Compound identification using partial and semipartial correlations for gas chromatography-mass spectrometry data.

Compound identification is a key component of data analysis in the applications of gas chromatography-mass spectrometry (GC-MS). Currently, the most widely used compound identification is mass spectrum matching, in which the dot product and its composite version are employed as spectral similarity measures. Several forms of transformations for fragment ion intensities have also been proposed to increase the accuracy of compound identification. In this study, we introduced partial and semipartial correlations as mass spectral similarity measures and applied them to identify compounds along with different transformations of peak intensity. The mixture versions of the proposed method were also developed to further improve the accuracy of compound identification. To demonstrate the performance of the proposed spectral similarity measures, the National Institute of Standards and Technology (NIST) mass spectral library and replicate spectral library were used as the reference library and the query spectra, respectively. Identification results showed that the mixture partial and semipartial correlations always outperform both the dot product and its composite measure.
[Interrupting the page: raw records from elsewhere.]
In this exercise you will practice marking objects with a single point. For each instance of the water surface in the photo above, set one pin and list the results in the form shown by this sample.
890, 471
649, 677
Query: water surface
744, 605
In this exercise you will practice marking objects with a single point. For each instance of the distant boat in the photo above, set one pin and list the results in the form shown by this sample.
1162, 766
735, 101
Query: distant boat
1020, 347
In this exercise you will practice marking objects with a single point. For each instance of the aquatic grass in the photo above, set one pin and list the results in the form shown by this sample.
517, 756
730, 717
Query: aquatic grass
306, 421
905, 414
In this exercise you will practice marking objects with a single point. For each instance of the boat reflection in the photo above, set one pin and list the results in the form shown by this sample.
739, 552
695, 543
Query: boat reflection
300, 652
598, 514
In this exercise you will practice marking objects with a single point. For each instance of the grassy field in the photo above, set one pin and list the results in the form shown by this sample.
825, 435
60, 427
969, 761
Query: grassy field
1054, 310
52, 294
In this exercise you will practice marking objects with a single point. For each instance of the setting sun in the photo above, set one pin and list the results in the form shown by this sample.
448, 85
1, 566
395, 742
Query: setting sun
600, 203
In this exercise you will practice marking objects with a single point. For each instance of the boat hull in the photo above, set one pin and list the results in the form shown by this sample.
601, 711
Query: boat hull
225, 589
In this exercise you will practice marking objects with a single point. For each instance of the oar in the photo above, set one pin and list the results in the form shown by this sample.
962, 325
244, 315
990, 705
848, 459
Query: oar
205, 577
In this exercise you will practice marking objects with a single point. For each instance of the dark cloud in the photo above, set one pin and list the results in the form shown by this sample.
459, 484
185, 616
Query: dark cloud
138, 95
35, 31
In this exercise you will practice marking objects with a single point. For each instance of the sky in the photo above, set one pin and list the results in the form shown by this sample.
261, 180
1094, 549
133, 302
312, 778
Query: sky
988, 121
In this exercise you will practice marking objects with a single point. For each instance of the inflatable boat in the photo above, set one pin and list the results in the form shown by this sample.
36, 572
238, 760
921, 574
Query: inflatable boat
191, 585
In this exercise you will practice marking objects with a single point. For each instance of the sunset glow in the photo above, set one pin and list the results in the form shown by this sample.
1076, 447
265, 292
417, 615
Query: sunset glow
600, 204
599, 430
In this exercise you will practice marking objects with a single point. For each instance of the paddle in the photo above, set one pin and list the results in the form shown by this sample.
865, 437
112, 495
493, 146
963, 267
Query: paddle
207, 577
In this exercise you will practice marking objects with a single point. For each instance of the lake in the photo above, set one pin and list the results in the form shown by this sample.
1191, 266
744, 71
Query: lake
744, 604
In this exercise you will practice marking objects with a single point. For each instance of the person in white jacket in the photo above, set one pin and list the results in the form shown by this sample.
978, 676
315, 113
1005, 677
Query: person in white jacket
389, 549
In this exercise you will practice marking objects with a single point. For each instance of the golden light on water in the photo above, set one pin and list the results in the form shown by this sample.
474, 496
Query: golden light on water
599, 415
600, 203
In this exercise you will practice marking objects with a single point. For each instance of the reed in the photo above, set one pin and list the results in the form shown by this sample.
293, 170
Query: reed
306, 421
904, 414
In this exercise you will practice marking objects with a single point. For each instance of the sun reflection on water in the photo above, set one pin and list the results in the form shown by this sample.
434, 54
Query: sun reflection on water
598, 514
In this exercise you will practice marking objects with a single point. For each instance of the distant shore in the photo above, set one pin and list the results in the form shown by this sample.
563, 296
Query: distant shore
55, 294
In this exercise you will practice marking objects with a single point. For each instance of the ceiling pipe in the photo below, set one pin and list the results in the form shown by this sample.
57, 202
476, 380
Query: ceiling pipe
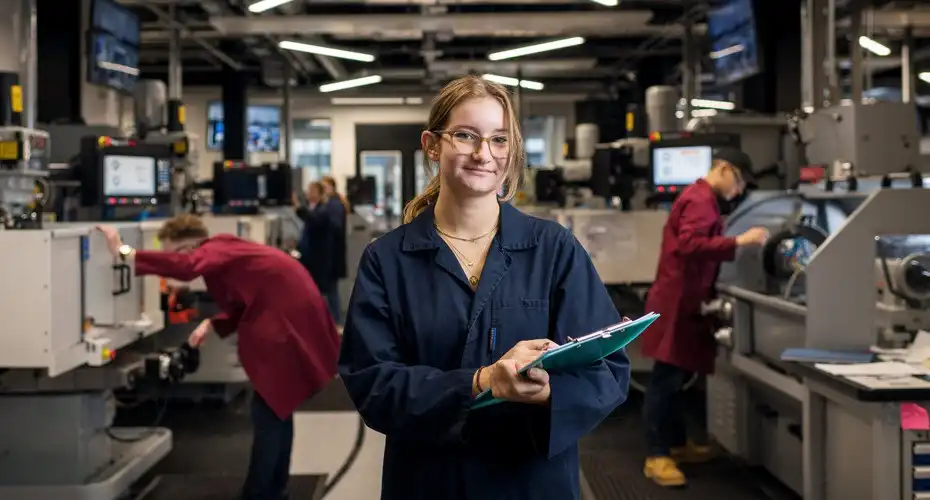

The mixture similarity with semipartial correlation has the highest accuracy of 84.6% in compound identification with a transformation of (0.53,1.3) for fragment ion intensity and m/z value, respectively.

[1]  J. Yates,et al.  Similarity among tandem mass spectra from proteomic experiments: detection, significance, and utility. , 2003, Analytical chemistry.

[2]  David R. Gilbert,et al.  MetaNetter: inference and visualization of high-resolution metabolomic networks , 2008, Bioinform..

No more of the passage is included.